L’armée des ombres; war drama, France / Italy, 1969, D: Jean-Pierre Melville, S: Lino Ventura, Paul Meurisse, Jean-Pierre Cassel, Simone Signoret, Claude Mann
World War II, France during the Nazi occupation. Resistance member Philippe Gerbier is arrested and sent to an internment camp, but manages to flee and hide in Marseille. His Resistance colleagues are Bison, Le Masque, Felix, Mathilde, and others. He travels to London to coordinate with the French government in exile, and then goes back to France. Felix is arrested by the Nazis and tortured in a prison, so Mathilde conjures up a plan in which she disguises herself as a nurse, equipped with an ambulance car, while Bison and Le Masque use forged papers to try to transport Felix away from prison, but the prison doctor rejects their request, declaring Felix too weak for transport. A Resistance member gives Felix a cyanide pill for suicide. Philippe is arrested, but manages to escape again. When Mathilde is arrested, and the Gestapo also knows she has a daughter whom they threaten to send to a brothel on the Eastern Front, the Resistance members agree to kill Mathilde by shooting her on the street.
Included in Roger Ebert’s list of Great Movies, “Army of Shadows” is a typically ascetic, cold, clinical and minimalist film by director Jean-Pierre Melville, who hereby delivered a monument to the French Resistance members during the Nazi dictatorship, the former of which he was himself a part of, and thus the story is imbued with authenticity, avoiding any kind of glamour. Melville is a realist: he is sympathetic towards the Resistance movement, but also objective enough to show how a change will not happen during their lifetime. All the six main characters of the movement in the story die before the end of World War II, and are doomed to a transitory-interim existence before any results of their efforts will bear fruit. The happiness of peace awaits only the generation after them. Congruent to this pessimistic mood, even the cinematography is bleak and dark, full of shadows, revealing a sad underground in which these members hide while undercover, but the movie is boring at times, grey and overlong.

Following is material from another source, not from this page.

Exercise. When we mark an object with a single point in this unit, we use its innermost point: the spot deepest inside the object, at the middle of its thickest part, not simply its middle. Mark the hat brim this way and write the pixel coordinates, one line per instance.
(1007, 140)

Some of the tactics of the Resistance are not that impressive: in one sequence, Philippe arrives via train to a train station, but a whole row of Vichy officers are awaiting the passangers to inspect some of their luggage. Philippe thus spots a woman with two little kids and offers to help her by carrying one of the children, thereby “camouflaging” as a parent to walk pass the customs control. It is kind of a stretch that the Vichy officers would fail to inspect everyone, even parents, if they are suspecting Resistance members. One cool moment has Philippe rowing in a boat in the middle of the sea, until he reaches a British submarine, and then just exits from the boat onto the submarine. The best moment arrives when the Nazi soldiers are marching prisoners in a basement to a firing squad, when Melville untypically abandons realism and reveals Philippe’s narration, which includes this poetic line of thought: “It is impossible not to be afraid when you know you are going to die. I am just too stubborn, too much of an animal to believe it. But if I don't believe it to the end, to the very last split second, then I won't die.” The film is very good, yet it still lacks some true ingenuity or inspiration to be as great as the said sequence where the protagonist contemplates his mortality, life, fate and all the things between.